April 22, 2009

Two Queens Reign in "Mary Stuart"


Mary Stuart, Friedrich Schiller’s drama about the deadly rivalry between Elizabeth I and Mary Queen of Scots, was high on the list of the plays I most wanted to see this season for two reasons: (1) I am hopelessly obsessed with works about England’s Tudor kings and queens and (2) great parts for female actors of, as they say, a certain age remain hard to find. My one reservation was that the play, which dates from 1800, had originally been written in German free verse and I wasn’t sure I was up for that, not even in translation.

I needn’t have worried, and nor should you. The Donmar Warehouse production that opened at the Broadhurst Theatre on Sunday night has been given a contemporary makeover by the British playwright Peter Oswald that’s colloquial and easy on the modern ear. And director Phyllida Lloyd and designer Anthony Ward have added updated touches too.

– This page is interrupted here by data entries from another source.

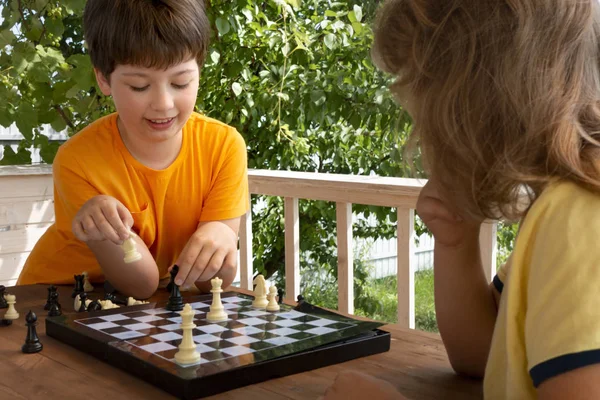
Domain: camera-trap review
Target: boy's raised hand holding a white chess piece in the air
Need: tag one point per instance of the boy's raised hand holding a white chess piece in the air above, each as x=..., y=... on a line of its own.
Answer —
x=103, y=218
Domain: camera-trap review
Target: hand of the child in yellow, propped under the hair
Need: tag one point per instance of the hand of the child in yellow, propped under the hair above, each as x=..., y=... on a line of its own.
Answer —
x=448, y=227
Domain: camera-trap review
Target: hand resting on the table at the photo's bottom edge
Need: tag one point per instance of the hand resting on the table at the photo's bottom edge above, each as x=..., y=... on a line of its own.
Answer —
x=351, y=385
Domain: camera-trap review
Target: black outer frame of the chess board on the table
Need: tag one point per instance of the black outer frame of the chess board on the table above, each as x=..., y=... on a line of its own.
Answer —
x=364, y=344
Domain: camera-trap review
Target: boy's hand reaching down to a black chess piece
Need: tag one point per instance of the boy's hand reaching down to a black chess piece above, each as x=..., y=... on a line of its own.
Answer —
x=211, y=250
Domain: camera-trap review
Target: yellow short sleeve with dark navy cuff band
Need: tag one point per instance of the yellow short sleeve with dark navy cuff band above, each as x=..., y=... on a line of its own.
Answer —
x=562, y=322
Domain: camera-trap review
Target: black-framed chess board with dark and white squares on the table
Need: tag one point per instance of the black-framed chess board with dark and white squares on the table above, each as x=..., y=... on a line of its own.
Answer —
x=251, y=346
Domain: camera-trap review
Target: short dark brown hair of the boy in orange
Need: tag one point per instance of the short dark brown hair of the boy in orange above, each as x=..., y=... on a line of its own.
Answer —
x=147, y=33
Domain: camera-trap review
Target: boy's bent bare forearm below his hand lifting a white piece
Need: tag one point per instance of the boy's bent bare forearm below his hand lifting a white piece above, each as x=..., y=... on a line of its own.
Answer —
x=138, y=279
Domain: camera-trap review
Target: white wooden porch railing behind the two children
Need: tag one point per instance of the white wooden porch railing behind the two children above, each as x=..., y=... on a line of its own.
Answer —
x=26, y=211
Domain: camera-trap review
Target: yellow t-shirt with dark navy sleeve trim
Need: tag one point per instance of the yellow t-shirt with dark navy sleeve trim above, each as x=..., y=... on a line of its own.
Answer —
x=549, y=317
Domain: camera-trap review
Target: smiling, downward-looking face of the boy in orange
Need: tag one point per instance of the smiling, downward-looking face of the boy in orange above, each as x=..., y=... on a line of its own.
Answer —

Back in 1971, when Mary Stuart was last performed on Broadway (with Nancy Marchand as Elizabeth and someone named Salome Jens as Mary) it had a cast of 25 and everyone wore Elizabethan dress. This time out, there are just 15 actors and only the queens—Harriet Walter (who is 58) as Elizabeth and Janet McTeer (who turns 48 next month) as Mary—are decked out in 16th century garb, while their male courtiers are dressed in modern-day business suits. The scenery is practically non-existent—a few benches, a table and a trunk, all positioned in front of a brick wall that is as formidable and immutable as the fate that awaits the two women.

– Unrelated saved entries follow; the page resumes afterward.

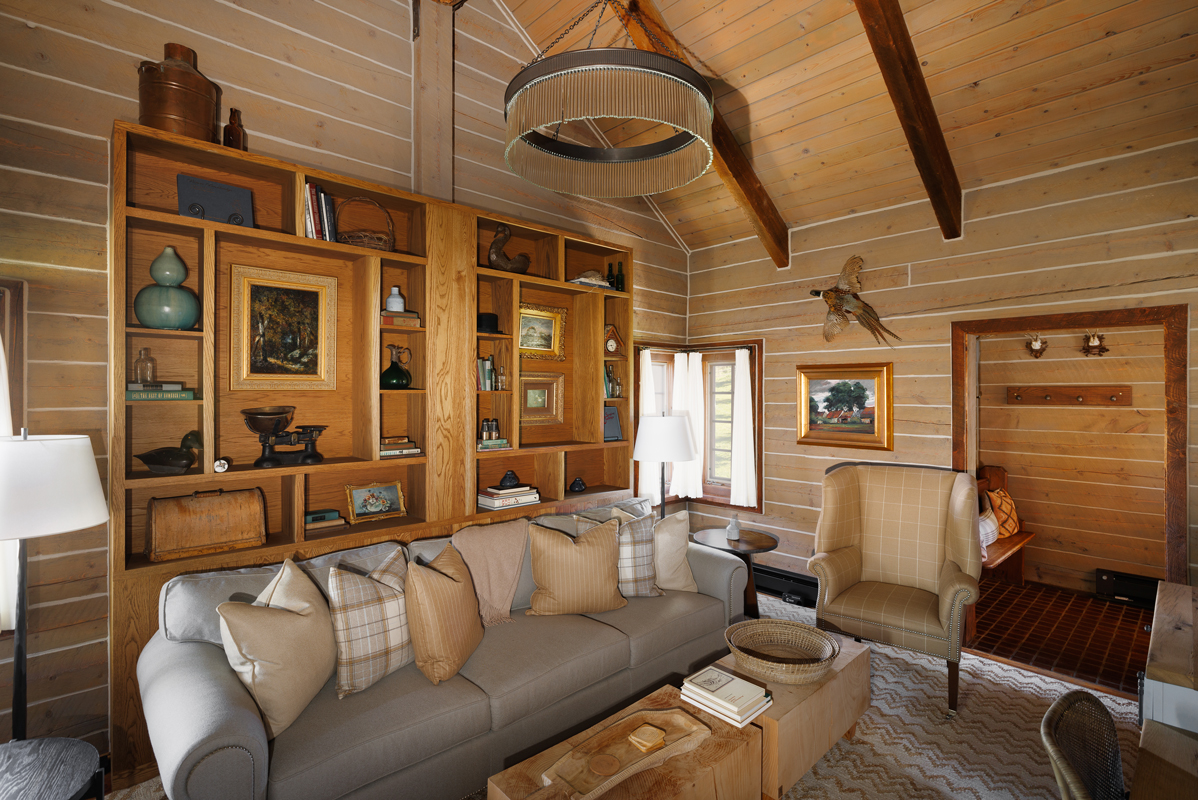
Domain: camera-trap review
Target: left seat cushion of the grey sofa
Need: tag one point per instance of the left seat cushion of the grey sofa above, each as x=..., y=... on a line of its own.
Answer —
x=337, y=747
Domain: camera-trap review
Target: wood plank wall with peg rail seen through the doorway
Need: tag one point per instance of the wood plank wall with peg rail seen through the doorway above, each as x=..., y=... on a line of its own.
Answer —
x=1088, y=482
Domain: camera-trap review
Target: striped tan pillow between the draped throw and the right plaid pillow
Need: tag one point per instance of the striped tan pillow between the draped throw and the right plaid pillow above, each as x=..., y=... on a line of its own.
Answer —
x=576, y=577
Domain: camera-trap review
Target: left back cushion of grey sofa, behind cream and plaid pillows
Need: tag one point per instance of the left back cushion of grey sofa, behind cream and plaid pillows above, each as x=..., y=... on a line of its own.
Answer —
x=187, y=604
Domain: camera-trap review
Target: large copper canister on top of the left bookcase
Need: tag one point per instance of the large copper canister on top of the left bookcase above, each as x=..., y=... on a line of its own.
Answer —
x=176, y=96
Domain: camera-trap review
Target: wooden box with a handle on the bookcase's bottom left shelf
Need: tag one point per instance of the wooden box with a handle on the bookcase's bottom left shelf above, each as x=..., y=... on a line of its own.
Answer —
x=205, y=523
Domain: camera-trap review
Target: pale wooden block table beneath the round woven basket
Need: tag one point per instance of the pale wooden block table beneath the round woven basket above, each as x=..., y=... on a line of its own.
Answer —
x=807, y=720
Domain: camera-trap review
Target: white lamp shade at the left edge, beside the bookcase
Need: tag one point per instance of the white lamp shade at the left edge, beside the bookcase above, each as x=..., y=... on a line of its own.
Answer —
x=49, y=484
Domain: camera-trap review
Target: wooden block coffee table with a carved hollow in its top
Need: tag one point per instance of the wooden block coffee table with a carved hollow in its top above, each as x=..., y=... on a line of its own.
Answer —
x=725, y=767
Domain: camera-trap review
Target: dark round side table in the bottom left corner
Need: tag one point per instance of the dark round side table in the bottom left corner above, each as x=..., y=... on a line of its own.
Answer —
x=51, y=769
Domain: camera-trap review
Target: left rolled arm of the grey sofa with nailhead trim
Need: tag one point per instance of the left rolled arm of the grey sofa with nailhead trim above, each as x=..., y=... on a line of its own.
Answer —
x=205, y=729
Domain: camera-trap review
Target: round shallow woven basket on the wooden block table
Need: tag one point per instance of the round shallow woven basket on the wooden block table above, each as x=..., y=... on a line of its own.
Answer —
x=775, y=649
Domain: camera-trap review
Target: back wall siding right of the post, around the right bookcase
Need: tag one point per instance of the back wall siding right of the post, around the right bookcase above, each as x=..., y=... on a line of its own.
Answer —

The spare look seems to have been born of necessity: the budget was too small to support a full court and period dress and so, "This made us look for more imaginative ideas than we might have if we'd had the big cast and lavish costumes that Schiller's play calls for,” Walter told Playbill (click here to read the full interview she and McTeer gavee the magazine).

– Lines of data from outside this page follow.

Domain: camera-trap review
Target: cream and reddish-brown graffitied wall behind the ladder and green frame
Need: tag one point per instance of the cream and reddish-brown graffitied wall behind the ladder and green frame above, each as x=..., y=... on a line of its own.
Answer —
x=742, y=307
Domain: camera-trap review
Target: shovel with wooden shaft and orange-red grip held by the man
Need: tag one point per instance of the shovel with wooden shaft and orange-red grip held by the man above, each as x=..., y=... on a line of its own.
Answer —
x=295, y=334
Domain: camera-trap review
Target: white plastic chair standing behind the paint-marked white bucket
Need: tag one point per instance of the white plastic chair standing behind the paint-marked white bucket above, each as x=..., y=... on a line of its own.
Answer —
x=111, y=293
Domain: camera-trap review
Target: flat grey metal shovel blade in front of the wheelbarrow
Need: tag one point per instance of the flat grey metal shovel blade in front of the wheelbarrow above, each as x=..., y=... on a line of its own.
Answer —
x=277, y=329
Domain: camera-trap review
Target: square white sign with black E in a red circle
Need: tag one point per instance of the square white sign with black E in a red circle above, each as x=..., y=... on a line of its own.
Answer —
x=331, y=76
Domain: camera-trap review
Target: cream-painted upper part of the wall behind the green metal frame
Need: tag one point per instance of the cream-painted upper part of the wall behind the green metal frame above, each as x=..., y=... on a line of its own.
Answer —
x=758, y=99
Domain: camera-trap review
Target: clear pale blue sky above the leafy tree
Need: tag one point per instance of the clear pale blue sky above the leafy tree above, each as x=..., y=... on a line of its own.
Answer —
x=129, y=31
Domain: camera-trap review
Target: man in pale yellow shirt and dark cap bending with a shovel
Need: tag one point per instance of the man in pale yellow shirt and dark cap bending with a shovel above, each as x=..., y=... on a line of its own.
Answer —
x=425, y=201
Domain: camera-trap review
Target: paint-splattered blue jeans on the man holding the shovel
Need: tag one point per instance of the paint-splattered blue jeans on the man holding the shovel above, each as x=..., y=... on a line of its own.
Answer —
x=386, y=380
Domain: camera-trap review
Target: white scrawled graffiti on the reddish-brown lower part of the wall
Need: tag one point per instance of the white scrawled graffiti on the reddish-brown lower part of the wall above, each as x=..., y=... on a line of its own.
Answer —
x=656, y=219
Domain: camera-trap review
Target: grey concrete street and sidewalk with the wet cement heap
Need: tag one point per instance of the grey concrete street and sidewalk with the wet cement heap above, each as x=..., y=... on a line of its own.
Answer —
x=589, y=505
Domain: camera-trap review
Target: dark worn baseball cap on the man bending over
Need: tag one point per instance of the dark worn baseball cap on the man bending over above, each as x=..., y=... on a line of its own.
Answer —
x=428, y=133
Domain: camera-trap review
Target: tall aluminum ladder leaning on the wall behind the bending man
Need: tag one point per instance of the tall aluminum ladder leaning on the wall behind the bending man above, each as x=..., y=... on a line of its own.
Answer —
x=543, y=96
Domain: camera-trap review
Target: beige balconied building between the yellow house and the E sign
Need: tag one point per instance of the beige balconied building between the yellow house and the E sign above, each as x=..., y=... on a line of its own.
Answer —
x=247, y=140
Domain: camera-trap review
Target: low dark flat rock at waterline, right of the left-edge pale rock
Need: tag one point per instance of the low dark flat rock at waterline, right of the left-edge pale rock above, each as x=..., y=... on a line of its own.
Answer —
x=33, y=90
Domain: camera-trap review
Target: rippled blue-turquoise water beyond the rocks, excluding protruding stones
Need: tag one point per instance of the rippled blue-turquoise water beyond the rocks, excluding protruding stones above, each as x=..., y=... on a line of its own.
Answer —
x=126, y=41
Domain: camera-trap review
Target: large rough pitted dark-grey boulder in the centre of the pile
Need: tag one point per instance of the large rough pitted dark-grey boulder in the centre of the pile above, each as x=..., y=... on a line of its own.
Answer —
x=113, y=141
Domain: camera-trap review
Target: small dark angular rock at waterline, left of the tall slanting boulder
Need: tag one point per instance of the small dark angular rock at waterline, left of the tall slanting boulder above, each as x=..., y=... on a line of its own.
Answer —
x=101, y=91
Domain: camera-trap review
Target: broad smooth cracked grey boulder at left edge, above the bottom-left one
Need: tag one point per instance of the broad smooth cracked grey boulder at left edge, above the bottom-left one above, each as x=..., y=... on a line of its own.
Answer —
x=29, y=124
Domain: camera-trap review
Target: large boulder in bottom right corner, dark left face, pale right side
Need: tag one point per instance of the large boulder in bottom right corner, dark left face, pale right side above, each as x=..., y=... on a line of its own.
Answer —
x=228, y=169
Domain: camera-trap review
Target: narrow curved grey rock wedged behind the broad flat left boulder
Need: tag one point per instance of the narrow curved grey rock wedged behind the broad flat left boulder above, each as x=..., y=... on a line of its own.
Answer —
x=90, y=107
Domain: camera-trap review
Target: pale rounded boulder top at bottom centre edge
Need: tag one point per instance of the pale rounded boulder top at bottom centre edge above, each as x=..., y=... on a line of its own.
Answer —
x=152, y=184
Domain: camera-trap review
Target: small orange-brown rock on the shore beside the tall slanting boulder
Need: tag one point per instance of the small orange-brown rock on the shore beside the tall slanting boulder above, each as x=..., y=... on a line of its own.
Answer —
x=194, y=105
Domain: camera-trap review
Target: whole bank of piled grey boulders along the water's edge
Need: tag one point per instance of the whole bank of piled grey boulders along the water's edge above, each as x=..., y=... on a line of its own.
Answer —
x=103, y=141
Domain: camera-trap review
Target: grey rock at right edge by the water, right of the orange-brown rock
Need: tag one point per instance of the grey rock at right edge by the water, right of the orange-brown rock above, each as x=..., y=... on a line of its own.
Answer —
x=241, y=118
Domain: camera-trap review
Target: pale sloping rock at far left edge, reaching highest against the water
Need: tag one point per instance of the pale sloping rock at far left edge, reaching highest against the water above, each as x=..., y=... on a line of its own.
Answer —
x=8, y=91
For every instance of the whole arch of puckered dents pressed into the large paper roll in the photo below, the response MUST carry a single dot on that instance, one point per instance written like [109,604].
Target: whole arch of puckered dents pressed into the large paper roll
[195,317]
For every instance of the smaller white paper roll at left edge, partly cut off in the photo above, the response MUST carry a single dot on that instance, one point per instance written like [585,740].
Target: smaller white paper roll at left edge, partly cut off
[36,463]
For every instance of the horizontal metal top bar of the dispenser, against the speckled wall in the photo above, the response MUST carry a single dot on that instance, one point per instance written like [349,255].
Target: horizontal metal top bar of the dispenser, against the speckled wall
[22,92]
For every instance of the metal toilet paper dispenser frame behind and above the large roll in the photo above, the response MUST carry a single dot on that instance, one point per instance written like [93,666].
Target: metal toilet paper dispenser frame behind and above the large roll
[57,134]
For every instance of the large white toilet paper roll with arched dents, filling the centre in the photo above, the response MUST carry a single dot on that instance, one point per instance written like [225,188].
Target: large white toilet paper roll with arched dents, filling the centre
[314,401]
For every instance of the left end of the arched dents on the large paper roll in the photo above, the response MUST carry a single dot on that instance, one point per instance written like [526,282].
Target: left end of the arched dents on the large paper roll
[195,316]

I confess that I was disappointed when the first group of noblemen walked on stage wielding attaché cases instead of broad swords. And I found the play's first act a bit talky and stuffed with exposition (although my husband K pointed out that can be helpful for people who aren't up on their Tudor history). But, in the end, the magnificent acting won me over.

McTeer's performance is the crowd-pleaser. Schiller makes Mary, who provides a rallying point for the Catholics who opposed the new Protestant faith that brought Elizabeth to the throne, the most sympathetic character and it's her story the play charts, as she is convicted of trying to usurp the English crown and vainly seeks a stay of execution from her cousin Elizabeth or a paladin who will help her escape before she is lead to the scaffold. McTeer burns through the full spectrum of emotionsanguish, defiance, coquettishness, contrition, courageousness, submission— that Mary experiences.


Schiller’s view of Elizabeth gives Walter a somewhat narrower emotional range to play—imperiousness, insecurity, and ultimately isolation—but the actress burrows deep into them. And it was her performance that won the Evening Standard Best Actress Award when Mary Stuart played in London in 2005. The climactic scene where the queens meet lives up to the anticipation, even though the event never happened in real life. And it’s preceded by a great coup de theatre: a 10 minute rain storm that soaks Mary, the stage, and probably a few of the audience members in the first row.

The male characters, ably played by American actors and the South-African born Brian Murray, are the courtiers who flock around both queens. They are also symbols of all the ways in which men often seek to control women—sex, patronization, betrayal—even when, or perhaps especially when, the women are powerful ones.

It’s a very good thing that McTeer, Walter and their costars are so very good because there were all kinds of distractions at the performance K and I attended. One of the speakers hissed static during some of the key speeches. A woman brought her dog to the theater and when several audience members complained to an usher, he insisted that the dog—a tiny dust-mop of a thing with long bangs—was a seeing eye dog and thus had a legitimate right to be there even though I later saw the dog’s owner waving at friends in the balcony. But at least the dog was quiet. A nearby audience member snored loudly throughout the performance, prompting some around him (or her) to giggle at inopportune moments.

Despite all that the production was majestically impressive. This season has brought many treats for people who like their theater smart and witty—Exit the King, God of Savage, 33 Variations, The Norman Conquests, which opens later this week—and Mary Stuart ranks high among them.